Complaint is made because the trial court did not give to the jury the following request preferred by defendant:

“ The jury are instructed that they have no right to disregard the testimony of any of defendant’s witnesses through caprice or without cause, merely for the reason that they are in the employ of a railroad company. The credibility of defendant’s witnesses should be judged by the jury precisely the same as they judge the credibility of other witnesses.”
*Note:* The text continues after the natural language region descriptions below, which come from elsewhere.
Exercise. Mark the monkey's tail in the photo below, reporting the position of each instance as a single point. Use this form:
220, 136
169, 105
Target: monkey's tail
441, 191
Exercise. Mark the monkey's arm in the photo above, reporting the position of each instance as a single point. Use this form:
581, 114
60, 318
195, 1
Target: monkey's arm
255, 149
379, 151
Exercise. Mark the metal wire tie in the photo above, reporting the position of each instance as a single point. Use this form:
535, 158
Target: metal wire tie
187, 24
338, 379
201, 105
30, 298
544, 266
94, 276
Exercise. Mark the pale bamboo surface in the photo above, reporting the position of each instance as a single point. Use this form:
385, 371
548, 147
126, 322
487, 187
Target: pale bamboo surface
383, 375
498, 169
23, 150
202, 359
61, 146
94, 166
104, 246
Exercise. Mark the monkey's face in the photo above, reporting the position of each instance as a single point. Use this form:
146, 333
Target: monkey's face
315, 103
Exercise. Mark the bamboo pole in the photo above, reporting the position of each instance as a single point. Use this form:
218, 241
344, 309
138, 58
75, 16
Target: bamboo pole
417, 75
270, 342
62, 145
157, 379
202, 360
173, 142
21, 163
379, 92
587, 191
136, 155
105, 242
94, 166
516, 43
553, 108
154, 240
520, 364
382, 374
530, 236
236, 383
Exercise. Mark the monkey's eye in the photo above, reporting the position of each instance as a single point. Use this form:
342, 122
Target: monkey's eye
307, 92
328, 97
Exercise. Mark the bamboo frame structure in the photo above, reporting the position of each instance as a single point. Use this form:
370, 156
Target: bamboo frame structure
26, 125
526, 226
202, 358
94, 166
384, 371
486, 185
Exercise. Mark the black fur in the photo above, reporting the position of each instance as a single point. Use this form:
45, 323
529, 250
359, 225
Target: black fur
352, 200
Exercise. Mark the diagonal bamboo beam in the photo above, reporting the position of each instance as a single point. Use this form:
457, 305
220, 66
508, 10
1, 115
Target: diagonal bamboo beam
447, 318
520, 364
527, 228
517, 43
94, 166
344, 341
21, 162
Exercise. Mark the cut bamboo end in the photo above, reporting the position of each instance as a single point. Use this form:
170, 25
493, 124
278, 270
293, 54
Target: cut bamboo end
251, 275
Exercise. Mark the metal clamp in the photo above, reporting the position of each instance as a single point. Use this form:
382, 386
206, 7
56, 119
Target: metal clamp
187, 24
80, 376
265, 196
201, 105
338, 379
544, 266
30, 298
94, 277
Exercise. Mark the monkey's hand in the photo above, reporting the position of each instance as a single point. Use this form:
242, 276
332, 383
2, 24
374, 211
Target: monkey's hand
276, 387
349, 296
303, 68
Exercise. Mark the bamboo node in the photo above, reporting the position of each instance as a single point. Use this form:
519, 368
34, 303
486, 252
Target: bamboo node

This request might very properly have been given. See Gregory v. Railway, 138 Mich. 368. But it does not follow that it was error to refuse it. The record does not show that anything occurred to indicate to the trial judge that the jury would, and it does not show anything to indicate to us that the jury did, “disregard the testimony of any of defendant’s witnesses through caprice or without cause, merely for the reason that they are in the employ of a railroad company.” Moreover, the trial court charged the jury to “give such credit to the testimony of each witness as, under all the circumstances, such witnesses seem to be enti*569tied to,” and that “it is your imperative duty to try this case and decide the same precisely the same as you would if it were a suit between two individuals, and the fact that the plaintiff is an individual and the defendant a corporation should make no difference.” Under these circumstances, the refusal of the trial judge to give the request under consideration was not error. He was justified in deciding that he had already sufficiently covered the subject, and that the request Would not be helpful to the jury. I think it may also be presumed that the defendant was not prejudiced by such refusal. See Shatter v. Railway, 139 Mich. 171.

Defendant’s counsel was denied the right, in cross-examining both plaintiff and her sister, to ask certain questions which related to their credibility as witnesses. We think the trial court has a discretion respecting such matters which was not abused in this case.

No other complaint demands consideration.

The judgment is affirmed.

McAlvay, Grant, Montgomery, and Hooker, JJ., concurred.